But with unprecedented destructions also came unprecedented manifestations of human kindness. What our Lutheran brothers and sisters did and continue to do is a great example. Immediately after the disaster, members of the churches in the affected areas went to work voluntarily. Some went to the beach areas and helped recover the bodies of victims...some church women volunteered to cook for and feed the survivors. People they helped are from different religious backgrounds and social classes; but that didn't matter, they act because there is a genuine human need. The good news is, that story is repeated many times in many communities; people of different faith and creeds come together to deal with the calamity.

The responses of the various Lutheran churches in India was particularly impressive.
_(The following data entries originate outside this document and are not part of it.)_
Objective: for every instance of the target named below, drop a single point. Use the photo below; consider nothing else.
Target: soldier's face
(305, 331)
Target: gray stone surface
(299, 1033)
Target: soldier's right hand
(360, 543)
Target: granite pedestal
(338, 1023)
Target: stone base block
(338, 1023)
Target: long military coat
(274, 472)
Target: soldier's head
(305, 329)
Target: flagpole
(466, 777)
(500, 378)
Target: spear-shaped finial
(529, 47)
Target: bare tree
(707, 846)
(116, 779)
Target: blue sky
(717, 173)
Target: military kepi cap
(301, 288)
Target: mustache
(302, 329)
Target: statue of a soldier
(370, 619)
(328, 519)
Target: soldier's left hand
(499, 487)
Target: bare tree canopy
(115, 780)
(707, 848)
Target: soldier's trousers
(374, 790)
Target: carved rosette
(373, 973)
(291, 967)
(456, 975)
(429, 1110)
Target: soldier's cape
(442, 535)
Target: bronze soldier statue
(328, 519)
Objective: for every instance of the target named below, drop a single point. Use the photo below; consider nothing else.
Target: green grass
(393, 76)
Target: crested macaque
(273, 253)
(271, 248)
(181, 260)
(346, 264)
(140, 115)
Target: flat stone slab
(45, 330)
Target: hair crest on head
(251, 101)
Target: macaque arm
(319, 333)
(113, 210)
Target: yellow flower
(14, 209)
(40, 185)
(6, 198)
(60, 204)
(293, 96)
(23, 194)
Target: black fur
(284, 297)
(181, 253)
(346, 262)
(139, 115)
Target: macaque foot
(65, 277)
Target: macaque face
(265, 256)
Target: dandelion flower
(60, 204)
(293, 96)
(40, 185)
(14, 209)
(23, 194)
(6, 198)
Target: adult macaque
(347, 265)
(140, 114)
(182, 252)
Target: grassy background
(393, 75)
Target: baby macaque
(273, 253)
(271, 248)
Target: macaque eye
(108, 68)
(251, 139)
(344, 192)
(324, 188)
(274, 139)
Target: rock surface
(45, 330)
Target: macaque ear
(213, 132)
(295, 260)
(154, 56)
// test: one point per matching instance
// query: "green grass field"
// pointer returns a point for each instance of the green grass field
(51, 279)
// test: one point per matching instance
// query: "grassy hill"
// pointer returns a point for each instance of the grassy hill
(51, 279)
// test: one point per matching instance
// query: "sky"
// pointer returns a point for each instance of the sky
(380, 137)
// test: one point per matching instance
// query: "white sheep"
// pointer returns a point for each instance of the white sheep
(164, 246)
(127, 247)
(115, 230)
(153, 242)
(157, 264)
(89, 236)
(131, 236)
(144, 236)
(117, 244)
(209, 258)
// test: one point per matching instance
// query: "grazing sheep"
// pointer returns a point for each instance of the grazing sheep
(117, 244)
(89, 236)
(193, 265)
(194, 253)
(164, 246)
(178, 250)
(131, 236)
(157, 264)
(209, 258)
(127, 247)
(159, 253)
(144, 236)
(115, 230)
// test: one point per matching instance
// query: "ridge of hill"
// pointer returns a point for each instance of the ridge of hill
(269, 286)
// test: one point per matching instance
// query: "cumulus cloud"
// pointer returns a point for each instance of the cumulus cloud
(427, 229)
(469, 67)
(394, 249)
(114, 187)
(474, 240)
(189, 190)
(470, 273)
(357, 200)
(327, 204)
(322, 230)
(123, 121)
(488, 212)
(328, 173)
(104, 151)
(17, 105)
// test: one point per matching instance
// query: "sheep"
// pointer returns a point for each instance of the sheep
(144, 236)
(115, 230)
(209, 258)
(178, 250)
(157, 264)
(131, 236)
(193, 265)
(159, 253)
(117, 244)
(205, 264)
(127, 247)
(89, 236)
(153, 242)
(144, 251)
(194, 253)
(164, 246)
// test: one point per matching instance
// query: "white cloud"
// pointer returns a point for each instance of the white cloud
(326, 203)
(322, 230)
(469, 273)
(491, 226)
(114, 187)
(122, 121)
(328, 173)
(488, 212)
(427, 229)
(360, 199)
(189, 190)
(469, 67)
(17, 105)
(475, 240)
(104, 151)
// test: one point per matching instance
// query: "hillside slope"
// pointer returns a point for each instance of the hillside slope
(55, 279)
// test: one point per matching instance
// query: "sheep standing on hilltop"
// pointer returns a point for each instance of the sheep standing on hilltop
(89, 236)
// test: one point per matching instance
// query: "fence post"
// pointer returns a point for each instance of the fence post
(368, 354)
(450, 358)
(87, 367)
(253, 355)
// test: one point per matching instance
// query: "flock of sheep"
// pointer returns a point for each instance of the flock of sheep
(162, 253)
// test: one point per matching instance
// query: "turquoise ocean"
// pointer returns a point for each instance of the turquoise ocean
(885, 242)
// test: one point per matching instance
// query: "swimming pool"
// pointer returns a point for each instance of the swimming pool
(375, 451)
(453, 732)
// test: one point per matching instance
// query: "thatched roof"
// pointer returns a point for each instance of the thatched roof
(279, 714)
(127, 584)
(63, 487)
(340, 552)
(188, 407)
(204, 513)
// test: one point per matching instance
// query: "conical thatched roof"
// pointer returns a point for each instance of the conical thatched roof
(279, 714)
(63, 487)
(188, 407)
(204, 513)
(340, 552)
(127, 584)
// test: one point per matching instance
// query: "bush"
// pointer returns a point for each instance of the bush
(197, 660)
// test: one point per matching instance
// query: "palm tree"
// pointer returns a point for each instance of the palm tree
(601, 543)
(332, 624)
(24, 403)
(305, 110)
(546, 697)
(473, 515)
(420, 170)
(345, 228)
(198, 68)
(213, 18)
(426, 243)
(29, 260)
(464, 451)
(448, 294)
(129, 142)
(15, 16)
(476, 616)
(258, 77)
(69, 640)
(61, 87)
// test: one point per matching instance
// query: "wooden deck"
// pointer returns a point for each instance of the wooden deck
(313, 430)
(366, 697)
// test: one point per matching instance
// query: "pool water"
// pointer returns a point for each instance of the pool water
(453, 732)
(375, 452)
Not only did they provide instant relief to those who needed help most, they went into high gear and organized themselves in very methodical manners. We were all very impressed by how systematic the relief work has been.

As we ponder about this event, we could keep asking the age old question of why God lets terrible things happen to humans. But I am not sure we will ever find an answer that is at all satisfying. Instead, we can look at the power of love. When the spirit of love moves among humans at times of tragedy, good things happen. With the help of God, regenerations and new life will come in spite of ashes and destruction.

Rev. Joseph Chu
Program Director, Asia Pacific
Division for Global Mission --- ELCA

I see the water coming

11:55 a.m. writing from Cheannai

Nagaparttinam--Pastor Richard Anbunathan bends over a woman who kneels before him at the altar rail of Trinity Lutheran Church, Nagaparttinam. The woman, a police officer, comes to the church each morning seeking prayer and blessing so she can face her day.

It does little good for her to close her eyes to the massive destruction and suffering around her. Indelible images are burned deeply into her mind, even haunting her sleep.

Her closed eyes see the faces of grotesque suffering--the battered, bloodied and bloated bodies of dead men, women and children, hundreds of children.

She has seen too much to live comfortably with her own soul. The woman, a Hindu, comes to the church each day for prayer "to calm her to go back to work," Anbunathan says. She comes here because the church was a place of sanctuary, where people were fed, clothed and allowed to sleep in the days and weeks immediately following the disaster.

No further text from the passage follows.